Kürt kadın milletvekilleri, Irak Kürdistan Parlamentosu Başkanı Dr. Faiaq ve Federe Kürdistan Bölgesi’ndeki kadın örgütlerine “Yaratılmak istenen kardeş kavgasına tavrımızı ortaya koyalım” çağrısı ile bir mektup yolladı
Meclis’te bulunan Kürt kadın milletvekilleri, Irak Parlamento Başkanı Dr. Rewaz Faiaq ile birlikte bölgede bulunan kadın örgütleri ve tüm Kürt kadınlarına bir mektup göndererek Kürtler arasında yaratılmak istenen gerginliğe karşı çağrı yaptı. Mektupta, “Yaratılmak istenen kardeş kavgasına karşı tavrımızı ortaya koyalım” çağrısında bulundu.
Milletvekilleri mektupta, “Biz Kürt kadınları, dört parçaya ayrılmış, sömürü ve savaş cenderesine alınmış Kürdistan coğrafyasına yaşatılan acıları en iyi bilenleriz” ifadelerine yer vererek, Kürt kadınlarının baskılara rağmen dilleri ve kültürleri için gösterdiği direnişin dünyaya örnek olduğunu belirtti.
Kürt coğrafyasının bin yıllardır baskı ve sömürü altında olduğunu ifade eden Milletvekilleri, mektuplarında,
Kürtlerin bir araya gelmemesi için geliştirilen politikalara da dikkat çekti. Mektupta, “Kürdistan’ın bir yerinde atılan çığlık, tüm Kürtlerin kalbinde yankılandı. Halepçe’de, Roboski’de atılan çığlık, bugün hala Erbil’in, Süleymaniye’nin Diyarbakır’ın, Kirmanşah’ın, Kobani’nin yüreğini yakmaya devam ediyor. Çünkü aramıza sınırlar çizilmiş olsa da yüreğimiz, dilimiz, kültürümüz ve mücadelemiz hep tek parçaydı” denildi.
‘Düşmanlık tohumları ekilmek isteniyor’
9 aydır ambargo altında bulunan Maxmur Mülteci Kampı’na yönelik bombardımanda 3 Kürt kadının katledildiği hatırlatılan mektupta, “Tüm dünyanın amansız bir salgına kilitlendiği, insani çağrıların arttığı bir dönemde, Kürtlere dönük saldırılar devam etmekte ve Kürtler arasına düşmanlık tohumları ekilmek istenmektedir. Kürtleri, kendi coğrafyalarında nefes alamaz duruma getirmek için her türlü kirli planı devreye koyanlar, Kürtler öldükçe sevinmekte, Kürtlerin kardeş kavgasına tutuşma ihtimali arttıkça, kirli ellerini daha çok ovuşturmaktadır” ifadelerine yer verildi.
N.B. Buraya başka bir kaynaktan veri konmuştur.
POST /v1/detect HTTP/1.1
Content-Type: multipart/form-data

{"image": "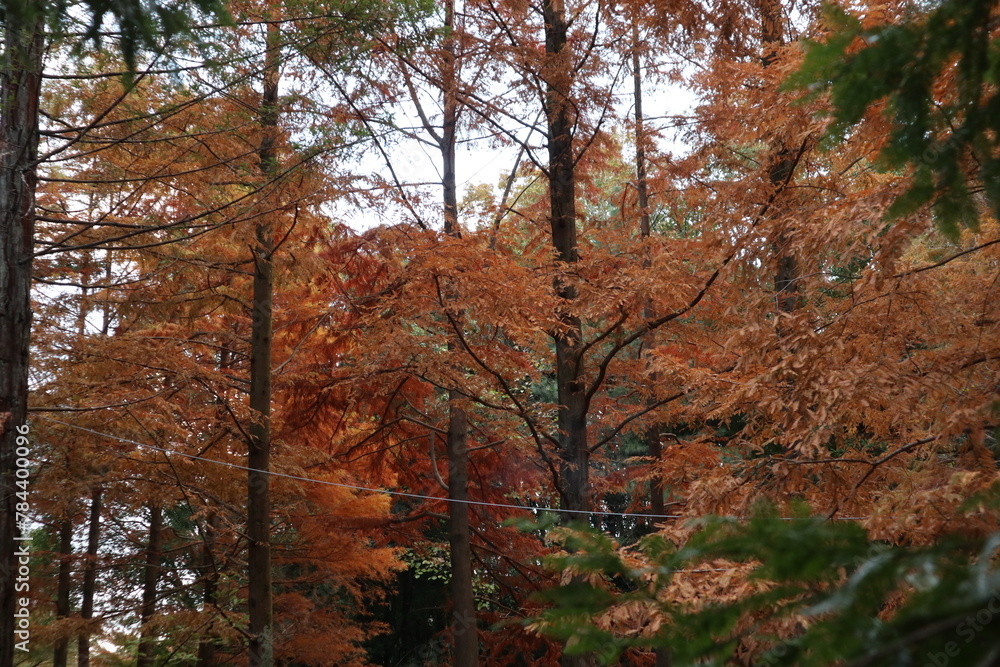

‘Birakujî’ye hayır diyelim’
Mektubun devamında şu ifadelere yer verildi: “Biz Türkiye Parlamentosu’ndaki Kürt kadın milletvekilleri olarak, bu gidişin karşısındayız. ‘Birakujî’nin (kardeş katliamı) tarihimizde bizlere neler kaybettirdiği açıkken, yeniden bir kardeş kavgasına karşı tavrımızı ortaya koyuyoruz. Kürt coğrafyasında egemenlerin söz sahibi olduğu, oyunlar kurduğu zamanlar artık geride kalmıştır. Harlanmak istenen ‘Birakujî’ye, kardeş kavgasına karşı, on yıllardır mücadele ederek karşı duran sizlere, Kürdistan Parlamentosu’ndaki bütün Kürt kadınlara çağrı yapıyoruz. Parti, bölge, siyaset ayrımı yapmadan Kürt kimliğimiz ve kadın kimliğimizle, acılarımızda ve mücadelelerimizle birleştik. Şimdi bir kez daha acılarımızı ortaklaştırma ve birliğimizi güçlendirme zamanıdır.
Dünya koronavirüs salgınına kilitlenmişken, Kürt düşmanlıklarından vazgeçmeyenlere karşı Kürdistan halkını her türlü virüsten korumak durumundayız. Kürt kadınlarının söz birliği, Kürtler arası birliğin temelidir. Savaşlardan en çok etkilenenler olarak savaşa özellikle de kardeşler arası savaşa, ‘Birakujî’ye yüksek sesle hayır diyelim.”